Yeah this is my thought.

Like, say a sorcerer wanted to 'ready' a bonus action to cast misty step as a reaction whenever the enemy moved into his square. He can't do that right now by RAW at all, but with this ruling he could do that and still get his bonus action to, I don't know, quicken out a cantrip or something.

Asmotherion
2018-01-26, 06:13 PM
So lets set aside RAW here.
Can anyone provide a good solid explanation I can't use my action to do an effect that takes a bonus action?
For example, why can't my spell-caster can't cast Expeditious retreat with his action?
Or why my cleric can't cast healing words with his action?

Personally, I allow a Bonus Action being used as an Action, but not the reverse. Practically, during the 6 seconds a turn lasts (the way I rule/interpret it):

-An action may last aproximatelly 4-5 seconds, until it resolves.
-A bonus action lasts aproximatelly 1-2 seconds until it resolves.
-Finally, a free action lasts less than a second.
-A regular move action resolves during the 6 seconds of the turn (during which you take your action and bonus action).

Pex
2018-01-26, 11:40 PM
Bonus actions are a limited resource, and what you're saying will give you either 1 bonus action and 1 action, or 2 bonus actions (effectively). This frees up a lot of restrictions around scarcity of bonus actions, which is a major component of the action economy.

For example, a level 3 cleric can cast Spiritual Weapon and conjure a weapon, making it attack with their bonus action. However, because they can also transform bonus actions into actions, they can now make two attacks with their Spiritual Weapon per turn.

Take Bards as another example. They use their Bardic Inspiration with a bonus action, which means they cannot both perform a Healing Word and give out Bardic Inspiration in the same turn. If they were able to use their action to cast Healing Word, this combination becomes possible.

Wizards also benefit from this when they cast Flaming Sphere. It takes their bonus action to move the sphere, but being able to move it with an action means the sphere can move twice its normal distance in a round. Heat Metal falls in the same category, wherein you can force Constitution saves twice a round using both bonus actions and actions.

That's just some of the concerns you'll deal with for single-classed builds.
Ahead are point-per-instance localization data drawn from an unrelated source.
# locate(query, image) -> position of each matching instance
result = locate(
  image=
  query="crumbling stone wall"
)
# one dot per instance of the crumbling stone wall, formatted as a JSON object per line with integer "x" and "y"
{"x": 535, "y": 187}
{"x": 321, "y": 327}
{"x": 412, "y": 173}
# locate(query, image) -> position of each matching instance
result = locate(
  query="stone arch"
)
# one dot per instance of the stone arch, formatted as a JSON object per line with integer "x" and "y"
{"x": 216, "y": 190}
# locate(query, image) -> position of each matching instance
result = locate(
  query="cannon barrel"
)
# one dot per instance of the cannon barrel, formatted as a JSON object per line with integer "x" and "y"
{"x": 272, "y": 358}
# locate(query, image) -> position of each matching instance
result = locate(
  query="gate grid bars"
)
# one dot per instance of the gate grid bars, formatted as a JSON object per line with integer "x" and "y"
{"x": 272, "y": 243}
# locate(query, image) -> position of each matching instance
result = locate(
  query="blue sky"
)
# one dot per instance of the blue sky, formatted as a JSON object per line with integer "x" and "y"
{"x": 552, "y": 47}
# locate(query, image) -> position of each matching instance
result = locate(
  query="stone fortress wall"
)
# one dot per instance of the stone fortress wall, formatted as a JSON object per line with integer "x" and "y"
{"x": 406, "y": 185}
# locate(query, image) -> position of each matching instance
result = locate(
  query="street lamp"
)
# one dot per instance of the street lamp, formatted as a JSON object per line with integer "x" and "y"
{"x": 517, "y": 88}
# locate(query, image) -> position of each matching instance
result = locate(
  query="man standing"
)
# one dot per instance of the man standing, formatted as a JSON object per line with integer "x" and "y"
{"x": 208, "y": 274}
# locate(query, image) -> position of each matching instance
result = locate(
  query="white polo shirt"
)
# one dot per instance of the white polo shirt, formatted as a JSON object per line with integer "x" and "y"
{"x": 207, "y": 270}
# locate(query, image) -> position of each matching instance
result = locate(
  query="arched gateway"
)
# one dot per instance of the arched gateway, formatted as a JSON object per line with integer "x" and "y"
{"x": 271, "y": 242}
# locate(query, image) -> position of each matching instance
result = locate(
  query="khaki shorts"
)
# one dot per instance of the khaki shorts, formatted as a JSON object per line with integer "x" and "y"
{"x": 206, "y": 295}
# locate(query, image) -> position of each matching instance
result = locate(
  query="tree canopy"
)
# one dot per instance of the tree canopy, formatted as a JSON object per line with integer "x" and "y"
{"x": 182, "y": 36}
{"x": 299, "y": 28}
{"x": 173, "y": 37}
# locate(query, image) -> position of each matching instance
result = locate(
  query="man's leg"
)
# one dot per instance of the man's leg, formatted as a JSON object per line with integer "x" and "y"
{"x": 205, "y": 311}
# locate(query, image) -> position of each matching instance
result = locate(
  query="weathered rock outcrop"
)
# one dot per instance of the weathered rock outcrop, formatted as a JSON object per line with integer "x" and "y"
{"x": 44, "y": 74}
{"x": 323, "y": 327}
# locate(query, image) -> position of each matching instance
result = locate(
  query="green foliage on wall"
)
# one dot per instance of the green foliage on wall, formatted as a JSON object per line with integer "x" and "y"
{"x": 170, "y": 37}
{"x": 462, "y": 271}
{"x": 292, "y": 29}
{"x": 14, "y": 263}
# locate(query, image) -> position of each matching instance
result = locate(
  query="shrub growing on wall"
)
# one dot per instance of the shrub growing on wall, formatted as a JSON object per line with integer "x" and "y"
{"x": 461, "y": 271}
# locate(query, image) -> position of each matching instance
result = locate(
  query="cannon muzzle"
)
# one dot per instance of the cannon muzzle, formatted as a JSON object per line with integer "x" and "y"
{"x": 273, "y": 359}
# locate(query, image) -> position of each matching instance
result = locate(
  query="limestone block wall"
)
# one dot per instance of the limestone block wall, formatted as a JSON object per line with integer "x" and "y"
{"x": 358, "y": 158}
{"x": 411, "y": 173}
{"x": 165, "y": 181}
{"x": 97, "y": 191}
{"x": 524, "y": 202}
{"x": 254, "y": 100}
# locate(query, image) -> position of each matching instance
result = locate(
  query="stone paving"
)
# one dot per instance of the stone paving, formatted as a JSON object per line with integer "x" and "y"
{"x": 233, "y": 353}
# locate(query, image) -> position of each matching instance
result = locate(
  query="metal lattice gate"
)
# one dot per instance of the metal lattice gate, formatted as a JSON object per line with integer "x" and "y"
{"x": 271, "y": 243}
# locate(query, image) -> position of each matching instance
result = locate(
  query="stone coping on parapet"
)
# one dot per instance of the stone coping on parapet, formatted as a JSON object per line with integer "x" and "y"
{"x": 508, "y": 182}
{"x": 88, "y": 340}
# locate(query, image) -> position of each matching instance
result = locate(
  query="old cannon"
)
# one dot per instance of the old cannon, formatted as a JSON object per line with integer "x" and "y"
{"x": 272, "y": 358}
For multiclassed builds, you will potentially encounter more min-max scenarios you may not have anticipated before.

Nitpick: Bards can already by the rules use Bardic Inspiration as a Bonus Action and then cast Cure Wounds as a standard action, so doing this to cast Healing Word would be suboptimal.
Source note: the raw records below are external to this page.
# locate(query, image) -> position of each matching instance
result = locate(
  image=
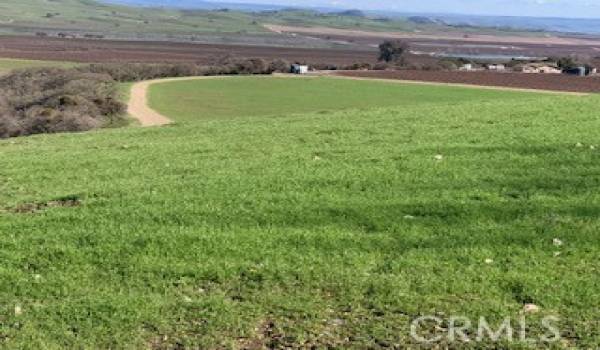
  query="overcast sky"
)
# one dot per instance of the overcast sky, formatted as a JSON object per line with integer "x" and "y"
{"x": 541, "y": 8}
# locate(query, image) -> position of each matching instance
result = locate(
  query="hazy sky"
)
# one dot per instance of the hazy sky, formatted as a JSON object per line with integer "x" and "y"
{"x": 543, "y": 8}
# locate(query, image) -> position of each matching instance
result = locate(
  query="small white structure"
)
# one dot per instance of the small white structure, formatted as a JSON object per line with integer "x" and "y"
{"x": 467, "y": 66}
{"x": 299, "y": 69}
{"x": 496, "y": 67}
{"x": 538, "y": 68}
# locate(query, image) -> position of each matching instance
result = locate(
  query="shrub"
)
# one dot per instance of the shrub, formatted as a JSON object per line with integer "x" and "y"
{"x": 50, "y": 100}
{"x": 393, "y": 51}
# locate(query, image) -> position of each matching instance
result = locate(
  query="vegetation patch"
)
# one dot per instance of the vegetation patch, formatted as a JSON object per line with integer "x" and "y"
{"x": 51, "y": 100}
{"x": 330, "y": 230}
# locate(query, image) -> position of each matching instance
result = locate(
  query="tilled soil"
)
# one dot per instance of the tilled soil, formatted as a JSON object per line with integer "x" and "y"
{"x": 555, "y": 82}
{"x": 82, "y": 50}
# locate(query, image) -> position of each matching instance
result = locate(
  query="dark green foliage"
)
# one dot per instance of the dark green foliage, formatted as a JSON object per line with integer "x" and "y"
{"x": 393, "y": 51}
{"x": 50, "y": 100}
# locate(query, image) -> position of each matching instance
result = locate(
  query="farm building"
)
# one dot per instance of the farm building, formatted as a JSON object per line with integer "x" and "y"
{"x": 582, "y": 71}
{"x": 299, "y": 69}
{"x": 496, "y": 67}
{"x": 466, "y": 66}
{"x": 543, "y": 68}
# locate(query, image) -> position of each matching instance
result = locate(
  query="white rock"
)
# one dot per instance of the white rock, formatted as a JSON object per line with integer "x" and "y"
{"x": 531, "y": 308}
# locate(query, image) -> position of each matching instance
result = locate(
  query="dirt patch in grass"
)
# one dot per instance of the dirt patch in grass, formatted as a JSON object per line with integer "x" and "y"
{"x": 35, "y": 207}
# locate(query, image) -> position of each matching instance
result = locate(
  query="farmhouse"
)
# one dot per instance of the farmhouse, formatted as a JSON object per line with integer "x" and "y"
{"x": 496, "y": 67}
{"x": 543, "y": 68}
{"x": 299, "y": 69}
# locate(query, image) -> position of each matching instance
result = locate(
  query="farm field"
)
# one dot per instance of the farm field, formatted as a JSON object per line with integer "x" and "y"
{"x": 206, "y": 99}
{"x": 305, "y": 226}
{"x": 7, "y": 64}
{"x": 556, "y": 82}
{"x": 82, "y": 50}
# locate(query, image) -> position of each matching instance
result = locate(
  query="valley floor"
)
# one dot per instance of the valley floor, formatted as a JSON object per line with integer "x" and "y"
{"x": 313, "y": 219}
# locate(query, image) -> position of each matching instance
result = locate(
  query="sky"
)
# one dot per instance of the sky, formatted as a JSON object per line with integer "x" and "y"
{"x": 536, "y": 8}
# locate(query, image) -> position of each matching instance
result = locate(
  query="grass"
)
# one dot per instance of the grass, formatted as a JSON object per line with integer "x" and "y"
{"x": 327, "y": 229}
{"x": 266, "y": 96}
{"x": 8, "y": 64}
{"x": 88, "y": 16}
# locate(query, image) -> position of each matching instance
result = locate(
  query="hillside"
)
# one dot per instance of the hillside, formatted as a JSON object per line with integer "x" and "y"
{"x": 91, "y": 18}
{"x": 322, "y": 229}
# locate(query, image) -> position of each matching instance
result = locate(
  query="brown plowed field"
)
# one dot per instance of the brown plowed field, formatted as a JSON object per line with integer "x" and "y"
{"x": 556, "y": 82}
{"x": 81, "y": 50}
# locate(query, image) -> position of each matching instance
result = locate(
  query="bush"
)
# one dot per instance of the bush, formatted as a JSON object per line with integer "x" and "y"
{"x": 393, "y": 51}
{"x": 50, "y": 100}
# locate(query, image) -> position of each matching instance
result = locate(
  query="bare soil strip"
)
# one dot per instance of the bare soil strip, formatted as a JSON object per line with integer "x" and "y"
{"x": 511, "y": 39}
{"x": 557, "y": 83}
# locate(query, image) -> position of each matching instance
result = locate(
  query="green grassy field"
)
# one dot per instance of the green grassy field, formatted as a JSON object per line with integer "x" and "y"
{"x": 95, "y": 17}
{"x": 327, "y": 229}
{"x": 8, "y": 64}
{"x": 267, "y": 96}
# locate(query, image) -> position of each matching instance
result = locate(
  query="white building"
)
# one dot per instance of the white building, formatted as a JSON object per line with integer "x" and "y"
{"x": 299, "y": 69}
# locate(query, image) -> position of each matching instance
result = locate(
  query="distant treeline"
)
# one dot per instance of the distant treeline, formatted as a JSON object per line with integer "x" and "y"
{"x": 51, "y": 100}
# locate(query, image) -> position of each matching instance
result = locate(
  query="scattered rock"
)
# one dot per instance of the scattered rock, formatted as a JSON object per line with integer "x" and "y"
{"x": 337, "y": 322}
{"x": 530, "y": 308}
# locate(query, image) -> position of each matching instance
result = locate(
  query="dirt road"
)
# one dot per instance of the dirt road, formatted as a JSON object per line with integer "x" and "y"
{"x": 138, "y": 102}
{"x": 138, "y": 107}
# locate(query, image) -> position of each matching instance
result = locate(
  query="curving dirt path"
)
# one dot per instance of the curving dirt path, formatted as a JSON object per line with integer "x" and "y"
{"x": 138, "y": 102}
{"x": 138, "y": 106}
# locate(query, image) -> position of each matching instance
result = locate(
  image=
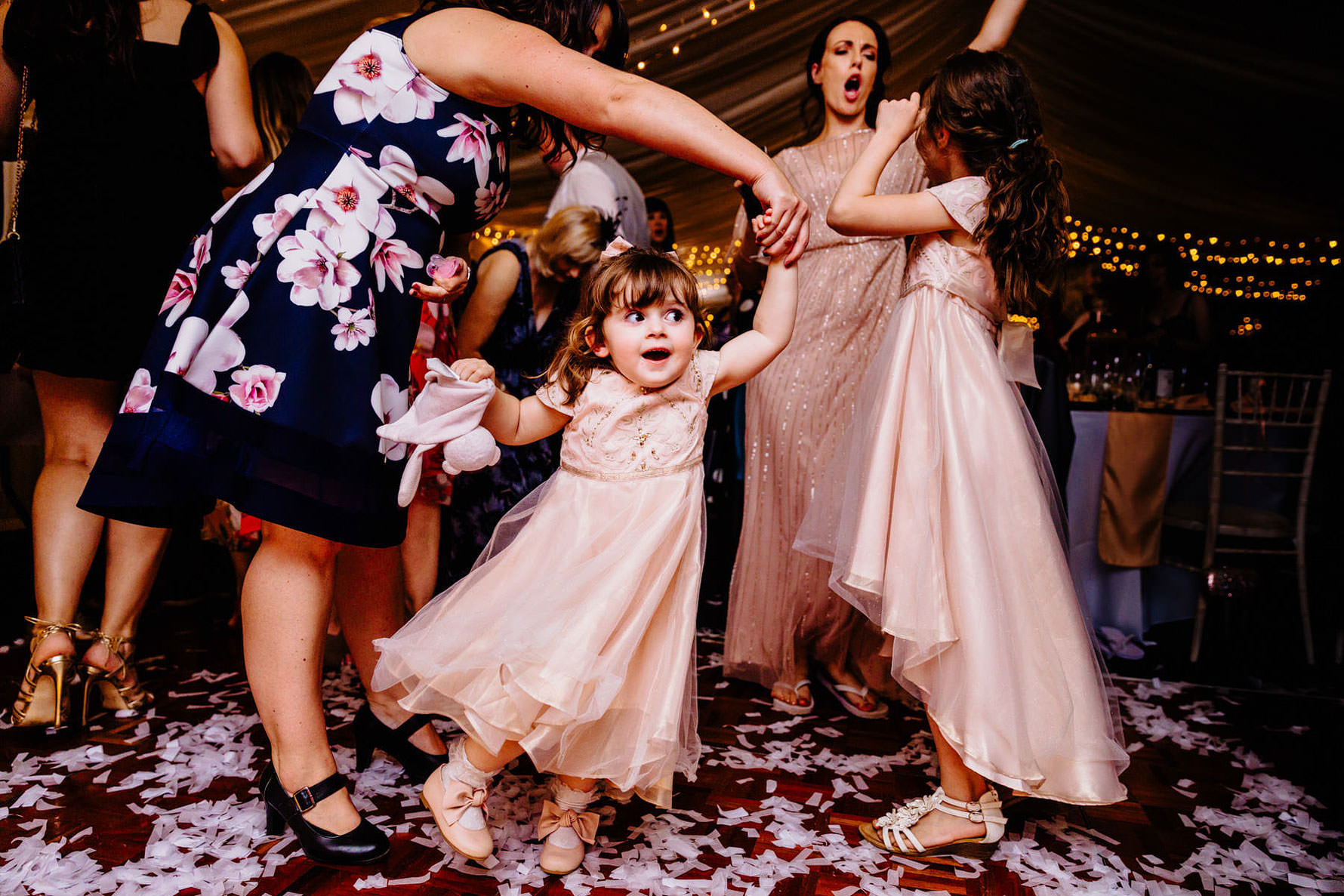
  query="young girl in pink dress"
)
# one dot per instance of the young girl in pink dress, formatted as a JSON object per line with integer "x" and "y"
{"x": 944, "y": 524}
{"x": 572, "y": 639}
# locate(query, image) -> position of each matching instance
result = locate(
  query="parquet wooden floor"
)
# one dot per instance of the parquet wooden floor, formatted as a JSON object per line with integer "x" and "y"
{"x": 165, "y": 805}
To avoid your general point, you could amend the house rule that a bonus action done as a standard action cannot also be used as a bonus action on that turn.

LeonBH
2018-01-27, 04:48 AM
Nitpick: Bards can already by the rules use Bardic Inspiration as a Bonus Action and then cast Cure Wounds as a standard action, so doing this to cast Healing Word would be suboptimal.

To avoid your general point, you could amend the house rule that a bonus action done as a standard action cannot also be used as a bonus action on that turn.
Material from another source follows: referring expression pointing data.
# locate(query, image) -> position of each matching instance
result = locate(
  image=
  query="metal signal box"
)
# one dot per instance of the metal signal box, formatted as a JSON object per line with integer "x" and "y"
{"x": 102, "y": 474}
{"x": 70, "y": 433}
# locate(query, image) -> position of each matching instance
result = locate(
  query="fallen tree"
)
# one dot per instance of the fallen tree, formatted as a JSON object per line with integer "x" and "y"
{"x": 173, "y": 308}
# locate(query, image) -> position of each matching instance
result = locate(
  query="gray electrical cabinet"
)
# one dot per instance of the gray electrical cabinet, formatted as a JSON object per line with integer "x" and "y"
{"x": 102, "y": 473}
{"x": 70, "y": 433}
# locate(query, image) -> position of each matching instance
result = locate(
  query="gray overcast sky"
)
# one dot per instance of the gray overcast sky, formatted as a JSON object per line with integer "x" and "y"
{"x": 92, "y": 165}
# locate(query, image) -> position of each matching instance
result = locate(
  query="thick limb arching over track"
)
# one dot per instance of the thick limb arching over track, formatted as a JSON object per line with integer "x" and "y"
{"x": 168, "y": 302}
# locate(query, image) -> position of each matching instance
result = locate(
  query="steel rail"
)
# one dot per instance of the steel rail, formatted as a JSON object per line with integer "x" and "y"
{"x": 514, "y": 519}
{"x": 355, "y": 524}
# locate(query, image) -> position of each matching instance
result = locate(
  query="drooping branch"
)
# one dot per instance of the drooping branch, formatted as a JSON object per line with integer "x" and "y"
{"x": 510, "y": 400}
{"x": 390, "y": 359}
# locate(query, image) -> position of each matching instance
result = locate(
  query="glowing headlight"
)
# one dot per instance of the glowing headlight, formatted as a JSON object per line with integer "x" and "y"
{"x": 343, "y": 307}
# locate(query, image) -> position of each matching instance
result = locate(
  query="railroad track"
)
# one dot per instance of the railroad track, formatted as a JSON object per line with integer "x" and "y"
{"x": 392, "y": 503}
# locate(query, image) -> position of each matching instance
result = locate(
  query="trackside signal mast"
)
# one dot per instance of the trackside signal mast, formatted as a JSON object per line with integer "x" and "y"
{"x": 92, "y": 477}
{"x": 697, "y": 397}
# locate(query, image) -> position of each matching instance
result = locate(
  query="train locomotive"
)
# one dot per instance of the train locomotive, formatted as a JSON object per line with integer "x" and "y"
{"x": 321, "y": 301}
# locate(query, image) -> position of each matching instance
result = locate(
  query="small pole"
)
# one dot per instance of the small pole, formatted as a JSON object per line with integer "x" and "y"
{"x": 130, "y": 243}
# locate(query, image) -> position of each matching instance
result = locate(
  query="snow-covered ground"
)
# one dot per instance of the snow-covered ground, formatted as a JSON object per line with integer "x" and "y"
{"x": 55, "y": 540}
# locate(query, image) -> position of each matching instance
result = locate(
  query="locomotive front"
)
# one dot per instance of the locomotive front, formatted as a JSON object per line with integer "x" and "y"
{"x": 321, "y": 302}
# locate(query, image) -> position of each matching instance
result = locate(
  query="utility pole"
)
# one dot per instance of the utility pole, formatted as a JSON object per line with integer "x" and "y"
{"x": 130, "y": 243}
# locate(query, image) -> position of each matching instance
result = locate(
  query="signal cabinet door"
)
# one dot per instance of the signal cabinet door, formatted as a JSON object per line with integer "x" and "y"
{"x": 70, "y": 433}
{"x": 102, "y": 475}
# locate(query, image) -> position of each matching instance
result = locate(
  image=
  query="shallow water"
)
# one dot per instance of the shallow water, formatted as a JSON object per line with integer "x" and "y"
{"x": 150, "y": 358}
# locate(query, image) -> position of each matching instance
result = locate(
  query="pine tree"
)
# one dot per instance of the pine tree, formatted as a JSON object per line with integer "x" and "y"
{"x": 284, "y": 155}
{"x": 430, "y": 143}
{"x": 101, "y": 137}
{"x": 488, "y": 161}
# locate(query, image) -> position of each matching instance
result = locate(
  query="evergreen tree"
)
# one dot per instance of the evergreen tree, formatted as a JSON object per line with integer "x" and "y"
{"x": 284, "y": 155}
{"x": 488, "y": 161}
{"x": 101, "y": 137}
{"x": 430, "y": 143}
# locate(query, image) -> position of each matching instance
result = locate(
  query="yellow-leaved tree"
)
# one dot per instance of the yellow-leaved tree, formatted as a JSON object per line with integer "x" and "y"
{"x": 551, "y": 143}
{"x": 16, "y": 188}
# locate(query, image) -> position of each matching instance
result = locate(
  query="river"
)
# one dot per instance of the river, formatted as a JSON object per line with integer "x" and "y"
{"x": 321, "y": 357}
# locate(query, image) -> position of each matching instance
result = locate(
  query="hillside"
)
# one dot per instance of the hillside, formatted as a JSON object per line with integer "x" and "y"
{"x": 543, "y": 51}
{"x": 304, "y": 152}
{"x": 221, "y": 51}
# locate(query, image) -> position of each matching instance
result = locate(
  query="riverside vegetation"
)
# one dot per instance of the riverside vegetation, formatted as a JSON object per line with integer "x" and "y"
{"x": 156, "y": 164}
Well, that's like saying taking Healing Word is suboptimal compared to Cure Wounds. It isn't, due to the range of Healing Word. If the Bard did not have enough movement to reach someone for a Cure Wounds, they wouldn't be able to cast the heal spell.

And like I said above, if you prevent duplication of the bonus action and action, that just means you're adding a new restriction that you can't really justify by fluff, except for reasons of balance. Which is just the same, in principle, as disallowing bonus actions from being used as actions.